The progress eradicating child poverty has gone into reverse, according to a report on severe child poverty (defined as those with an income of less than half the median and who lack one or more ‘necessities’) published by Save the Children.   The report highlights the links between poverty and lack of employment, single parenthood, low parental educational qualifications, disability and ill health and so on.  It also makes some very important recommendations about what governments should do – in the short term, make sure the poor don’t pay the price of the recession in terms of cuts to services and over-inflated prices, and in the long term helping more parents into employment and breaking the link between poverty and education.  All of this is extremely important and if implemented could help to reverse the upward trend, although eradicating child poverty by 2020 looks a tall order.
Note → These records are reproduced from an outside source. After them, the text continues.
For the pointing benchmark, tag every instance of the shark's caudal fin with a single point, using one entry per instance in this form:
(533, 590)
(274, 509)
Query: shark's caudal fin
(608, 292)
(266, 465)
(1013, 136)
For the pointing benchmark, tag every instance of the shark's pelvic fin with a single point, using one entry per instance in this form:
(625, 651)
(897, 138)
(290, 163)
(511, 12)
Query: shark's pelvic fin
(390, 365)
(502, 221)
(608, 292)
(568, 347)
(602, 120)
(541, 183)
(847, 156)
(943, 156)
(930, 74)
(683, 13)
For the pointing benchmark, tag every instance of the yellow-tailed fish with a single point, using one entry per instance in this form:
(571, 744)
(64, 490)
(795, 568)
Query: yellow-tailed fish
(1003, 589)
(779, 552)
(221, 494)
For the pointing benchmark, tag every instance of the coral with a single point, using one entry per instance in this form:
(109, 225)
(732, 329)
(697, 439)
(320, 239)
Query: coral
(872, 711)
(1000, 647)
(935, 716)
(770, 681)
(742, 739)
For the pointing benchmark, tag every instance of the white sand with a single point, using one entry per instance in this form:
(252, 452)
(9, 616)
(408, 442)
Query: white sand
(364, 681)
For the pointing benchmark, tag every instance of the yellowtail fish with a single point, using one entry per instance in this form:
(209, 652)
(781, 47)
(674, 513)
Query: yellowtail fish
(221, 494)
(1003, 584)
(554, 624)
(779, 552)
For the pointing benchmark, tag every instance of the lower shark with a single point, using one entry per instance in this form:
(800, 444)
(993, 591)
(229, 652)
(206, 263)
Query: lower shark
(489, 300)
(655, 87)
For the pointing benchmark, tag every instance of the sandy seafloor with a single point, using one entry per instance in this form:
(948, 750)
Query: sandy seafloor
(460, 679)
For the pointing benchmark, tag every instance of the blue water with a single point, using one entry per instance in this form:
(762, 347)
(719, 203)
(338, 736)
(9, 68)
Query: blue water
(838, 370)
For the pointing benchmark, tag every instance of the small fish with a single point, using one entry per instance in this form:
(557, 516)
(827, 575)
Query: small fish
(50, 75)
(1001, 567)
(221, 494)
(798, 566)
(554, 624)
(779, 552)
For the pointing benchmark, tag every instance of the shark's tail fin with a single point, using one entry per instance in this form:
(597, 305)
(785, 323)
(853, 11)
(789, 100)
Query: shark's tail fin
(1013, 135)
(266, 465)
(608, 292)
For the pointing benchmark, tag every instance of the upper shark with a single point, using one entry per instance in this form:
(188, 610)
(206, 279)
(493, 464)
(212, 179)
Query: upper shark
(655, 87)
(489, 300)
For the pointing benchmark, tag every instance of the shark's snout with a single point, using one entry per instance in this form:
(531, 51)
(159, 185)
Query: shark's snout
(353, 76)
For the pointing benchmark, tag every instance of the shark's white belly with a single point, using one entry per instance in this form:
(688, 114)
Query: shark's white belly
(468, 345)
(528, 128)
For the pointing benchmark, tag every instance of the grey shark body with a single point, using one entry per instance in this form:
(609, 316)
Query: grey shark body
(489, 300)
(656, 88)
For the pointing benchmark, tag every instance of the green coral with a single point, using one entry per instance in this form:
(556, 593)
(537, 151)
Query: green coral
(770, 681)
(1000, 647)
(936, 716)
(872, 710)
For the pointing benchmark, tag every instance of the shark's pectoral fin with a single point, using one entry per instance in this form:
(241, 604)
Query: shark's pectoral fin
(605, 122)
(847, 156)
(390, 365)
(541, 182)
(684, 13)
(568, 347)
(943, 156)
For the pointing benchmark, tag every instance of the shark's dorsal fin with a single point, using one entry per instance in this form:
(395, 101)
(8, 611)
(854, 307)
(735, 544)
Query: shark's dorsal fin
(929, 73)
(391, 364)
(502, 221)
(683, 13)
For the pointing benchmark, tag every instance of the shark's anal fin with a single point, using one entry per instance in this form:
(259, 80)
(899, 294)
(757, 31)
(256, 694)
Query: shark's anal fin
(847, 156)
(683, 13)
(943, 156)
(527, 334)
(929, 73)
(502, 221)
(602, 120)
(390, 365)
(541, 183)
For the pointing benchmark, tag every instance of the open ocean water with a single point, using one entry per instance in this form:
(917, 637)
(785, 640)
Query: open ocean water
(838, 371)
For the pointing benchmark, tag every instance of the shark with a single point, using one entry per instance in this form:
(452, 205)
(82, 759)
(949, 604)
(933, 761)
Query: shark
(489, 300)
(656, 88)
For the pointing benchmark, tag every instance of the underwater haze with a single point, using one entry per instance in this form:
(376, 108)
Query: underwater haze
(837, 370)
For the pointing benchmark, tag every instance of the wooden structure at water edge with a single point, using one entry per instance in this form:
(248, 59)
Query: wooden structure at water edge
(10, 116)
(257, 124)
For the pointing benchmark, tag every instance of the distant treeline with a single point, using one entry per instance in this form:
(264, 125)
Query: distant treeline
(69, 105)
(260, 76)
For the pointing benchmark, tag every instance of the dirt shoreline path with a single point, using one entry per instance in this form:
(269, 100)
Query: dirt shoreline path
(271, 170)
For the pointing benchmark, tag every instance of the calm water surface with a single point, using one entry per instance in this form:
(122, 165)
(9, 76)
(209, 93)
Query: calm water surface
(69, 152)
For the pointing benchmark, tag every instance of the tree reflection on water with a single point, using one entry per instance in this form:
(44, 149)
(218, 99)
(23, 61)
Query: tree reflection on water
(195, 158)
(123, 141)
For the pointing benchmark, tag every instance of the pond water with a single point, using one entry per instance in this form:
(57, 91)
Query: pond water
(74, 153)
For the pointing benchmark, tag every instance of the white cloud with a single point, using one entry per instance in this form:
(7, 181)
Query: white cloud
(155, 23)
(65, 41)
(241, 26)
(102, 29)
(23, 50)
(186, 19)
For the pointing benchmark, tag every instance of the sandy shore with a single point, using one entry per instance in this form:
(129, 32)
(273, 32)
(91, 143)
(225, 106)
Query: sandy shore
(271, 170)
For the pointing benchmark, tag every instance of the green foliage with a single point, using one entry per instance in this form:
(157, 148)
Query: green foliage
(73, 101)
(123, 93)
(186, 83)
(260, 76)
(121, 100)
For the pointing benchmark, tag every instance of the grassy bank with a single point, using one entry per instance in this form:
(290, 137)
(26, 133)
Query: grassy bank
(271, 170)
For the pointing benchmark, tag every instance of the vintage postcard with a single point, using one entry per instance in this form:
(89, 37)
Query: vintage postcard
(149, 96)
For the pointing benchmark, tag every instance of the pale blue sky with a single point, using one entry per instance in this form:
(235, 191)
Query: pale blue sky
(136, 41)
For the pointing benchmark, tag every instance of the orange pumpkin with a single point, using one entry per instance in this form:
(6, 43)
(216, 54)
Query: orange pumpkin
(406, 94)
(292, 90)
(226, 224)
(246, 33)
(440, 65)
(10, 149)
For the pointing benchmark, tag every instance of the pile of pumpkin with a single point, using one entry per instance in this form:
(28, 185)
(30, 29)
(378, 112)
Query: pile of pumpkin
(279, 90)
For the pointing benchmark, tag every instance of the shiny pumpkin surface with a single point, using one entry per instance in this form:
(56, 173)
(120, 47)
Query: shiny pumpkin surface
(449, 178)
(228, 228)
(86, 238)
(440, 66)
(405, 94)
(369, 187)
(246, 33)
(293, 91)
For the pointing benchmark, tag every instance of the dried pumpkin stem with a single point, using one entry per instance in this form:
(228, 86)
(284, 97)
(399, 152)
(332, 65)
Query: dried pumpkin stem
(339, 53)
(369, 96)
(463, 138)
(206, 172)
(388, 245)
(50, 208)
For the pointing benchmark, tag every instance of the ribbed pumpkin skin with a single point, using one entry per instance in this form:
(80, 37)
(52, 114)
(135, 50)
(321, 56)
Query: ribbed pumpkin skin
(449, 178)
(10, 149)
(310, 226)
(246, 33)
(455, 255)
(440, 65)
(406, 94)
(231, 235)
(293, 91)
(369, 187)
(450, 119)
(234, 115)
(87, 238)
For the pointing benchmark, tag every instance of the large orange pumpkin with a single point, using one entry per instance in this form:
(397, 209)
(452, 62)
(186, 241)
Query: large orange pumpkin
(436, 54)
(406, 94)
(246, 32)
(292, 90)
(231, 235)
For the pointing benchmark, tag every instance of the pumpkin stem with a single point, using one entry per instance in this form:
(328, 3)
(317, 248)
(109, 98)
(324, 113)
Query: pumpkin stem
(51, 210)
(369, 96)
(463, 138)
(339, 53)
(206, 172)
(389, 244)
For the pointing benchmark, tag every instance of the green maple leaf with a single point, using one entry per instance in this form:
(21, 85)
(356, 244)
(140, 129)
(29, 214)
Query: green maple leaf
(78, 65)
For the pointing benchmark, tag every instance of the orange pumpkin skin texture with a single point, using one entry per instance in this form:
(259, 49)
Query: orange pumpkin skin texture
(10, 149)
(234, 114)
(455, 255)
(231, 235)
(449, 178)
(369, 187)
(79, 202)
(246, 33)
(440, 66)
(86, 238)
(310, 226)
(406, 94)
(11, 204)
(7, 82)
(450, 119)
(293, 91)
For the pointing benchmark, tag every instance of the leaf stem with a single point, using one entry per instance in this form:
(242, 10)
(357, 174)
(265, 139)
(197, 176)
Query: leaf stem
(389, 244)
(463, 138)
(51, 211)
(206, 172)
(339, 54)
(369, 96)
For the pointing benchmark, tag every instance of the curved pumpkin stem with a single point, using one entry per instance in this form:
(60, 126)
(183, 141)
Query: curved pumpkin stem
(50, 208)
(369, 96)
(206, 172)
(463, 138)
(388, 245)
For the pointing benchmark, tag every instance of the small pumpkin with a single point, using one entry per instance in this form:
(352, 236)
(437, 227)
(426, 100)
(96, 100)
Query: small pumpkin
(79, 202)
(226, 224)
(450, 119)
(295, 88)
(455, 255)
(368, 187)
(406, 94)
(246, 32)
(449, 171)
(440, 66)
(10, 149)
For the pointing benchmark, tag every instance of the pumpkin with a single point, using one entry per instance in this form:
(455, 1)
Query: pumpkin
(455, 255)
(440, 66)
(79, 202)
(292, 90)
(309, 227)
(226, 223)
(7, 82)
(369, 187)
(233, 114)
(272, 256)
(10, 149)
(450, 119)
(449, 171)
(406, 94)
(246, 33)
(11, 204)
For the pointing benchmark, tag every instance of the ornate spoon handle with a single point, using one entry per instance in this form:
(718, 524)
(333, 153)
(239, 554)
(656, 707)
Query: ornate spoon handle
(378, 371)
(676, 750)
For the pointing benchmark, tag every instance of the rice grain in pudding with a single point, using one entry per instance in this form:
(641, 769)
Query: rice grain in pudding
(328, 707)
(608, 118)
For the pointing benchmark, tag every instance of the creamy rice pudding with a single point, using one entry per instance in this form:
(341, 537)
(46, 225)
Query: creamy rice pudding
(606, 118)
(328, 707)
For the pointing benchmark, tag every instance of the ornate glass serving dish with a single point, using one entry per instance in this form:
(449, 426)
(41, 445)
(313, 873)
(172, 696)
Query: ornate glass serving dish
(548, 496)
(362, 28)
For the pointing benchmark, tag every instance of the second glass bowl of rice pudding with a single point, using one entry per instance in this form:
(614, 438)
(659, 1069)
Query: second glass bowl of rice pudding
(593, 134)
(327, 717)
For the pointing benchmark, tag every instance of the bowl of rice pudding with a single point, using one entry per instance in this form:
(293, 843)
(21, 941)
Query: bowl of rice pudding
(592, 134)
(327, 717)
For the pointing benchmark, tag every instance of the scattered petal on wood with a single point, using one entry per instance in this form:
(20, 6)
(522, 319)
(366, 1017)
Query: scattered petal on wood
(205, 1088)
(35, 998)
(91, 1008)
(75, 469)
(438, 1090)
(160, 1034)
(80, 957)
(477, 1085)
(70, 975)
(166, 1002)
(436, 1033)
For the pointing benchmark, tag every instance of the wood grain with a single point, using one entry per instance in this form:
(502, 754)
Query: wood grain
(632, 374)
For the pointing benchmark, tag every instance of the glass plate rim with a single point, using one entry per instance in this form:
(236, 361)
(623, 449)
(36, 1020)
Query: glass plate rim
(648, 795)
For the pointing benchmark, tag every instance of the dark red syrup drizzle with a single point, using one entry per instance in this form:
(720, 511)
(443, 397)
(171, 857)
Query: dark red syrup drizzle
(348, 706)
But what’s happening to the poorest is only part of the story. The other part is what has happened to the incomes of the rest of society – because poverty is defined in relation to social norms.  And here is the rub: over the last 10 years the incomes of vast majority of households – the middle 80% – have gone up by around 25% (those on lower incomes have done slightly better). But the poorest 10% have seen a fall in real incomes over the decade, whilst the richest 10% have seen their incomes rocket by almost 40% (see http://www.poverty.org.uk/09/index.shtml).

There will be no eradication of child poverty while society polarises in this way. Ending child poverty needs some unpalatable action to close the income gap – increasing benefits for the very poorest and increasing taxes at the very top.  Without action to redistribute income, all the other much needed action is doomed to fail.